Logic Platinum Digital Compressor «Full 2025»

Before Logic Platinum (versions 4.0 and 5.0), compression was largely the domain of outboard hardware. The first generation of digital compressors in DAWs were terrible—grainy, prone to aliasing, and riddled with latency. However, Emagic developed a proprietary dynamics processing engine that was mathematically robust.

It isn't warm. It isn't friendly. But the Platinum Digital Compressor is a tool that will never alias your intention. Have you used the Platinum Digital Compressor in a modern mix? Share your trick for taming its digital harshness in the comments below. logic platinum digital compressor

Is it the best compressor in Logic Pro?
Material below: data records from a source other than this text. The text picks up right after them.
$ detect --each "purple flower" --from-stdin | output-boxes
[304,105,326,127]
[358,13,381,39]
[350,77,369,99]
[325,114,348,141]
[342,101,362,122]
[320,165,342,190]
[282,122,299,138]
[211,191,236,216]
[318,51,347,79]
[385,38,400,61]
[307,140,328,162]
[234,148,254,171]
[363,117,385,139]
No. Is it the most musical? Rarely. Is it the most useful tool for surgical, aggressive, transparent dynamic control? Unequivocally yes. Before Logic Platinum (versions 4

If you are a Logic user who started on GarageBand or Logic Pro X, you likely have scrolled past the "Legacy" folder without a second glance. Open it. Insert the on a drum bus. Set the attack to 1ms, release to 200ms, ratio 4:1, and pull the threshold down until you see 6dB of reduction. You will hear the past. You will hear the sound of early 2000s electronic music, pop-punk backing vocals, and digital radio jingles. It isn't warm

The (often just called the "Platinum Verb" or "Platinum Comp" in forums) was part of a suite that included a gate, limiter, and reverb. It wasn't trying to sound like analog gear. Instead, it was designed to solve problems with pristine, 32-bit floating point math. It was clean, fast, and ruthless.